In this weekend's Age newspaper, there was a short article about blurbs on books - in one of those twists of language, a blurb in the US is where someone (hopefully famous) is quoted on the cover of your book saying how wonderful it is. In Australia, the blurb is more commonly the stuff on the back of the cover about the story that is supposed to entice you to buy it, or at least open it and read the first page or two. US publishers call this flap or back cover copy, although I did a quick check on Google and all terms seem interchangeable, and you can add "pull quote" to the mix, too!
The question is: who believes these little quotes anyway? The article by William Leith is about being an author who is asked to find his own famous authors to "blurb" his book. His first reaction is to ask who reads these things anyway and, more importantly, who believes them? Doesn't it just mean the author has a famous friend or two? Other questions arise. Did the quoter actually read the book? Were they paid to say what they did? Did they really mean it?
It reminded me of a class on low-cost marketing I taught in Hong Kong last year for Women in Publishing. I had a wide range of people attending, many of whom had nothing to do with writing or selling books! But it led to some fascinating discussions about marketing, one of which was about the value of testimonials, either on your website or on your general advertising (or book). Initially, my comment was that I rarely believed them myself, so they weren't something I would use in my marketing, but the majority of participants disagreed with me.
Many said they did take notice of testimonials, and did believe they were genuine. The cynical side of me kept thinking of those before-and-after photos and smiling women saying "Your weight loss cream really did help me!". But as our discussion went on, it became clear to me that there are several major factors in using testimonials or quotes. One is about who says or writes the recommendation. Obviously, someone famous is a great start, or someone known as an expert in that area.
It's also about what they say. Does the testimonial sound genuine? Does it say specific things that relate to the product and show the person did use it, or read it? Or is the quote so generic that it's meaningless - "This was great!". Even quotes from published book reviews can be manipulated. The whole review might be quite critical, picking out a number of faults with the book, with one complimentary sentence. That sentence is easily extracted and used for promotional purposes.

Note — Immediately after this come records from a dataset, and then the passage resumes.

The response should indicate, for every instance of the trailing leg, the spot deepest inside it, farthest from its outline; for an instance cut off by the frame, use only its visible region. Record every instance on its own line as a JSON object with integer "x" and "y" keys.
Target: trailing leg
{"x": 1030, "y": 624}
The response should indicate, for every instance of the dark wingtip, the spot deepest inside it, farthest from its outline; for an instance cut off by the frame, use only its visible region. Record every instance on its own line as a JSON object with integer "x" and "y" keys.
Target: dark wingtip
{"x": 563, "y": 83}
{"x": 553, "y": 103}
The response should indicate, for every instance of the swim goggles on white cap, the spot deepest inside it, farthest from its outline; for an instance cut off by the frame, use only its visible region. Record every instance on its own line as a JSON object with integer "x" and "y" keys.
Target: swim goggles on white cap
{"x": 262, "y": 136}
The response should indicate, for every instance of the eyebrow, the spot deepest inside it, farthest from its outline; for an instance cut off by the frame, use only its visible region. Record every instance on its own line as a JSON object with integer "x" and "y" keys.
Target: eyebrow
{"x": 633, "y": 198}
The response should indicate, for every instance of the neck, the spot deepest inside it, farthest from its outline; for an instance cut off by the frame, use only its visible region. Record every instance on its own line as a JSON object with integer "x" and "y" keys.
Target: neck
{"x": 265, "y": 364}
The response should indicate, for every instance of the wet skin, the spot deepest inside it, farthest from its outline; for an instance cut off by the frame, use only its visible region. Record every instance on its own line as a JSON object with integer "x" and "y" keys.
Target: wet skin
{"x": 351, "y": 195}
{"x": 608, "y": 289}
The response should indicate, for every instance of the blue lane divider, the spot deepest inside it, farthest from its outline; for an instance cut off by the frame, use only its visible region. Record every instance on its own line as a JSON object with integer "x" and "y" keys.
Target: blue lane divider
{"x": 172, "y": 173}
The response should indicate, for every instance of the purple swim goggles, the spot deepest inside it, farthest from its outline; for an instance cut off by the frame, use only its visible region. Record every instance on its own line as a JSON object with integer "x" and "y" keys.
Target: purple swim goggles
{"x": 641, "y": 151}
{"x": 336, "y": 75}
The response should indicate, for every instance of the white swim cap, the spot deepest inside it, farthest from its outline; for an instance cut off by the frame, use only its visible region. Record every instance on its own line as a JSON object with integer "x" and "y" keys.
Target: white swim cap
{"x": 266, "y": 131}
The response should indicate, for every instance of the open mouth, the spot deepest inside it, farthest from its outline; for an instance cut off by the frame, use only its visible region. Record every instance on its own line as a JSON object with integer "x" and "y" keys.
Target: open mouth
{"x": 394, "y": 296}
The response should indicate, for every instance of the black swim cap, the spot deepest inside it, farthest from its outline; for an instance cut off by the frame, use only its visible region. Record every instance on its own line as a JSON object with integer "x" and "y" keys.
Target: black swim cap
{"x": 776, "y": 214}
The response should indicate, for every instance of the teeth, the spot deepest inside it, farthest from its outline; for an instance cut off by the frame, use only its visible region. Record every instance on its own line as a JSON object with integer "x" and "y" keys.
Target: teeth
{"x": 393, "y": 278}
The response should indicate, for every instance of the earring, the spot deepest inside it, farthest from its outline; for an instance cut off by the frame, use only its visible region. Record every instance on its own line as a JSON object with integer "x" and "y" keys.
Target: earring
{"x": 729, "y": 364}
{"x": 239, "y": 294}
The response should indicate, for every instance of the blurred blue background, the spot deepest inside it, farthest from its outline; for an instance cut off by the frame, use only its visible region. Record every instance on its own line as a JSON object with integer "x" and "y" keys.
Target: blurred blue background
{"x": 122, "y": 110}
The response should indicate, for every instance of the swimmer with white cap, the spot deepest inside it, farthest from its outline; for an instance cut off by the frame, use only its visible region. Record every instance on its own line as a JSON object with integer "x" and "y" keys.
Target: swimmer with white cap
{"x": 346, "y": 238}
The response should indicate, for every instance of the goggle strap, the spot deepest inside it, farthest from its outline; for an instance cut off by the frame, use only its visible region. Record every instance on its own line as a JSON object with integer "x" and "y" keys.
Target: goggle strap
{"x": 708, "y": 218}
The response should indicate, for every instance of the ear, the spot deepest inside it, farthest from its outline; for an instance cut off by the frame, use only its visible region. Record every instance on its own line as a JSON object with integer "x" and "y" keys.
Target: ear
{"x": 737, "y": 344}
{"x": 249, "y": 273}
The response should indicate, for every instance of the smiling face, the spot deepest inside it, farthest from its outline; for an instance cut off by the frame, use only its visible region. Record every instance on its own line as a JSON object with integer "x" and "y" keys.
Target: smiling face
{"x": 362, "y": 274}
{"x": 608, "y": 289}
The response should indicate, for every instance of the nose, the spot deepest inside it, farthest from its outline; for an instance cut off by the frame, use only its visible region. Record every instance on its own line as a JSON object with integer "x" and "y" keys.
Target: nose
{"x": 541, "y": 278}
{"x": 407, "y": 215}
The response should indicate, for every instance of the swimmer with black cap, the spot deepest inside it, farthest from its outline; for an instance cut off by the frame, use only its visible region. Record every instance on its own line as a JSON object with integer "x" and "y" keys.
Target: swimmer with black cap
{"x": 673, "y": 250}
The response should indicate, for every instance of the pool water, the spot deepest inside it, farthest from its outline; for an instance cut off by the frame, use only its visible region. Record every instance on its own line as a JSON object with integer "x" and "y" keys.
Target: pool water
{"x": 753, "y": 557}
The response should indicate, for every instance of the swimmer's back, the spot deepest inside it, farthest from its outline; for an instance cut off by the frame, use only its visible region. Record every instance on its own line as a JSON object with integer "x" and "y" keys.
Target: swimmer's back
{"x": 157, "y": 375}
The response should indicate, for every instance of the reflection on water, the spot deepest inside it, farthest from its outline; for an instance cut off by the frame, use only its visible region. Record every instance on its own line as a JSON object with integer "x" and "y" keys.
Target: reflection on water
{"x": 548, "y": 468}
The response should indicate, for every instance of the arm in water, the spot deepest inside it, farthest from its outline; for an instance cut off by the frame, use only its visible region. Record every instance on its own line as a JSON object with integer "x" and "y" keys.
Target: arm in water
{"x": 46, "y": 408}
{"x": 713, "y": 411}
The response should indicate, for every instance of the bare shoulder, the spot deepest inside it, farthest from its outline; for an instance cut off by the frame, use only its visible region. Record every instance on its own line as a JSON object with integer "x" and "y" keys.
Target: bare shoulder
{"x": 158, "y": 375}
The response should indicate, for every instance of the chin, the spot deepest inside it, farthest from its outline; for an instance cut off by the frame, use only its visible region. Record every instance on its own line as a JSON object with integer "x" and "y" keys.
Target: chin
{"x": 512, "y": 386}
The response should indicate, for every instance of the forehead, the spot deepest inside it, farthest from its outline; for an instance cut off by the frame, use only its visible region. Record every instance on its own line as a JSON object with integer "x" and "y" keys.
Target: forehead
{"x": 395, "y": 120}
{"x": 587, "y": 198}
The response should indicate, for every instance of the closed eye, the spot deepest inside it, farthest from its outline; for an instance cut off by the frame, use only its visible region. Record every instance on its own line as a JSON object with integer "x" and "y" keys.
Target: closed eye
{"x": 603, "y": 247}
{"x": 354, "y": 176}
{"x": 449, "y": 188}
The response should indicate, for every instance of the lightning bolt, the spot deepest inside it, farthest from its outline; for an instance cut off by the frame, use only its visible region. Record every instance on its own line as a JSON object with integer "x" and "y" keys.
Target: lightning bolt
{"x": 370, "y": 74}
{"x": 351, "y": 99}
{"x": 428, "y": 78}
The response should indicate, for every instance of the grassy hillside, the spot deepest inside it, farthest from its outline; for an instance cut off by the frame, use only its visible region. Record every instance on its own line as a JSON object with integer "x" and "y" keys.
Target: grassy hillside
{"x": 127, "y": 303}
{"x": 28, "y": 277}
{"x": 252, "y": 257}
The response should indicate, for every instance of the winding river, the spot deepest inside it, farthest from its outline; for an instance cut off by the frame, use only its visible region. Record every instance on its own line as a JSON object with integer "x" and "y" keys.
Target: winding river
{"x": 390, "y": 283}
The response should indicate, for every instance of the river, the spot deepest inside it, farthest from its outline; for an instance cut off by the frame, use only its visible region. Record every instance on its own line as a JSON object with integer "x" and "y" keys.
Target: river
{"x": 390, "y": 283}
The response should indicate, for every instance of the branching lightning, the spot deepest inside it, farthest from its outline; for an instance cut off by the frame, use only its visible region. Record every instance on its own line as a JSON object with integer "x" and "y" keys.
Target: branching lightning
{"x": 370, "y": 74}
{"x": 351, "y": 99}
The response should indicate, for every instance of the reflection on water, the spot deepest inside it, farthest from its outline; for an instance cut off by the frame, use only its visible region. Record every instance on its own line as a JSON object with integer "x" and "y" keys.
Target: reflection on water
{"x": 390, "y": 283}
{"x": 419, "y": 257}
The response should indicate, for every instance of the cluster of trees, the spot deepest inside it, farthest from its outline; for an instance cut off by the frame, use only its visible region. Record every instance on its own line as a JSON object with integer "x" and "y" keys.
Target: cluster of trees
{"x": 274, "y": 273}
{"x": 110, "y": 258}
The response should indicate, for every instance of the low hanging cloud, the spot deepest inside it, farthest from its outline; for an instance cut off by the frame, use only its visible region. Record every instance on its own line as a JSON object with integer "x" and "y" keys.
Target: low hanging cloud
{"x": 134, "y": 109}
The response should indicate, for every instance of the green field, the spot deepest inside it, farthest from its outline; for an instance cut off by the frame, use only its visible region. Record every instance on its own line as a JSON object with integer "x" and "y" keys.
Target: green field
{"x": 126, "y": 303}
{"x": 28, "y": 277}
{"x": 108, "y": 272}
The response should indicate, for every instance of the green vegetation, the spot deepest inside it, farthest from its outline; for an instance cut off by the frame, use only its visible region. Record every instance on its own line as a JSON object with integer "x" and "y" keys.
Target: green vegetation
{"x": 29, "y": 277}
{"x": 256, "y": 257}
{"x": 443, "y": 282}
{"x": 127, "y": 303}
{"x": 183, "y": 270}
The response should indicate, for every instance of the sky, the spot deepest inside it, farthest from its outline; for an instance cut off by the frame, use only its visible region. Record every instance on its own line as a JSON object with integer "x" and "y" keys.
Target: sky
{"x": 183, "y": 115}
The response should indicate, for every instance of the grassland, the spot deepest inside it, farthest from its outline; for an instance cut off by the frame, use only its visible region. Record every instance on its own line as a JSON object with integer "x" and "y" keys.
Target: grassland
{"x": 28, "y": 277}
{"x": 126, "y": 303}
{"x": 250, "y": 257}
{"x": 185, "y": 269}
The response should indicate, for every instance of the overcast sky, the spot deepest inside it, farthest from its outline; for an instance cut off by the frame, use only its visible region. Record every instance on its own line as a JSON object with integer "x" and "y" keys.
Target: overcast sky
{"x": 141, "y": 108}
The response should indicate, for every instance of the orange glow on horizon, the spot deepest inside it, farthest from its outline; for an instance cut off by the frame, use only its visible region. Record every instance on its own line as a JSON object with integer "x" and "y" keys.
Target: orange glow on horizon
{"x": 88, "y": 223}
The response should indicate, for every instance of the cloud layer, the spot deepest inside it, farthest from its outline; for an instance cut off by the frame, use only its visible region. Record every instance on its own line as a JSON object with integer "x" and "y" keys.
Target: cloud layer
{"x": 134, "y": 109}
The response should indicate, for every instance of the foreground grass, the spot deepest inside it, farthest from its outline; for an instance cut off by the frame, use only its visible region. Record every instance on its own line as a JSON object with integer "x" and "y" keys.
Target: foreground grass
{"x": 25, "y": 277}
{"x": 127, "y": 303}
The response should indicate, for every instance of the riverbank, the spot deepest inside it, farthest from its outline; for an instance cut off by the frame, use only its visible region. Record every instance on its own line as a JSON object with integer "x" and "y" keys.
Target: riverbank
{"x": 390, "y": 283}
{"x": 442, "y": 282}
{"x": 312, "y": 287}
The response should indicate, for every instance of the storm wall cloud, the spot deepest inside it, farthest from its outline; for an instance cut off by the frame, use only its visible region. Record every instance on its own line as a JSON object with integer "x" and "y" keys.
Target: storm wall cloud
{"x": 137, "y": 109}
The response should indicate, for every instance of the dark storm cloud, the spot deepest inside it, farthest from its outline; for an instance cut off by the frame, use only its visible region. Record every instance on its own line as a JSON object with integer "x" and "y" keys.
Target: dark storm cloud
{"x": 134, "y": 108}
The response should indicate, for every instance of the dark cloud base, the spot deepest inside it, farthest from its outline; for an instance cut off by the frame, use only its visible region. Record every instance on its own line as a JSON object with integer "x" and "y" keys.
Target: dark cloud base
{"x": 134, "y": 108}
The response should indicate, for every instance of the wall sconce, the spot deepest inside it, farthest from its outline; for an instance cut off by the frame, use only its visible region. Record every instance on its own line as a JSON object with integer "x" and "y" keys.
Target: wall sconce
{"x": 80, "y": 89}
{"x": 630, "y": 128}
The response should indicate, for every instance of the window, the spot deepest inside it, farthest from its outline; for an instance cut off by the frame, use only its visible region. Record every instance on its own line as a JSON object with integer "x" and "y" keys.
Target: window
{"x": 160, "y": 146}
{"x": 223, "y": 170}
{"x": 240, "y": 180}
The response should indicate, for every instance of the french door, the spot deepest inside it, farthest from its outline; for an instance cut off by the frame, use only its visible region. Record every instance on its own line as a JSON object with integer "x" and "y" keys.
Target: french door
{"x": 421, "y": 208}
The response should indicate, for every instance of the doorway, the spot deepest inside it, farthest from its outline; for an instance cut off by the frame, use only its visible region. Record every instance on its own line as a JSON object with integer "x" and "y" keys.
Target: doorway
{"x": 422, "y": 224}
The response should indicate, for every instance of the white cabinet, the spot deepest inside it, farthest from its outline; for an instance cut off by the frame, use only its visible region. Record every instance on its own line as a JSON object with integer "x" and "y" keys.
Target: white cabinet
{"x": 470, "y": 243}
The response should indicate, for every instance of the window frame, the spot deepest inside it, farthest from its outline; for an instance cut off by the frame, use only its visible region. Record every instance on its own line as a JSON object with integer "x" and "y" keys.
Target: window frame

The most recent examples of cover quotes that I've seen were on the second book in Suzanne Collins' The Hunger Games: Catching Fire. On the front cover was "The Hunger Games is amazing - Stephenie Meyer". Personally, that would put me off the books! But the millions of readers who love the Twilight series would be fine with it. On the back cover was a quote from Stephen King - "Constant suspense - I couldn't stop reading" and from a review in The Times - "Bare-knuckle adventure of the best kind".
I'm interested to know how others perceive this quoting/blurbing industry. Do you take any notice at all of quotes on covers? Do you believe them? Do you believe the person quoted has actually read the book? With testimonials for other kinds of products, what is your opinion of them? Are they credible? If so, why? If not, why not?
And if I can get Johnny Depp to provide a cover quote for my next Littlest Pirate picture book, would it make you more likely to buy it?